In a face-to-face interview on 03/13/12 at 11:32am, Contract RN S8 from Company A indicated she was a RN employed by Company A which was the contracted company to provide hemodialysis services at the hospital. S8 further indicated she received the verbal order for Albumin on 03/09/12 for Patient #3. S8 indicated sometimes she received physician orders but wouldn't write them until after the dialysis had started. S8 indicated the Albumin administration was based on an assessment of the patient's blood pressure and sometimes it may not be needed stat, but it was necessary to have the medication on hand. S8 could offer no further explanation for the Albumin ordered to be administered now at 8:45am not being given until 1 hour and 15 minutes later.

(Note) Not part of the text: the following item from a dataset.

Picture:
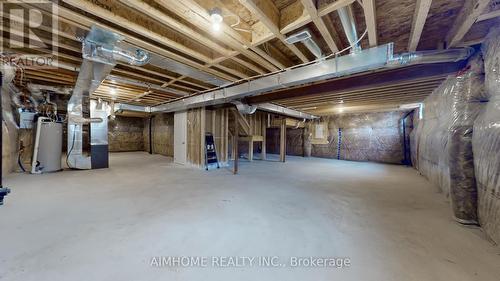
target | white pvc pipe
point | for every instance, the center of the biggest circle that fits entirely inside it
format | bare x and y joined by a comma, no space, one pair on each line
37,144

Review of the hospital policy titled "Medications", policy number M-6, revised 03/11, and presented by Quality and Risk Manager S3 as the current policy, revealed, in part, "...13. If a patient cannot take medications at the time prescribed ... return the medication to the medication cart and administer at the earliest opportunity, charting time actually administered. Chart the reason the medication was not administered on the MAR or Nursing Notes and notify the physician. ...C. Administration of Medications ... 5. If a medication is held or delayed for any reason this must be documented in the medical record. The physician should be notified. ... 10. Document medication administration on MAR, and electronic medical record as applicable. In the nurse's notes, include any assessment data that refer to the patient's response to the medication or any adverse effects of the medication...".

Review of the hospital policy titled "Standard Medication Administration Times", policy number M-5, revised 03/12, and presented by Quality and Risk Manager S3 as the current policy, revealed, in part, "...Medication may be given one hour prior or after the hour. ... C. It is recommended that the first dose of medication be given as soon as obtained. The next dose should be given by standard administration time schedule...".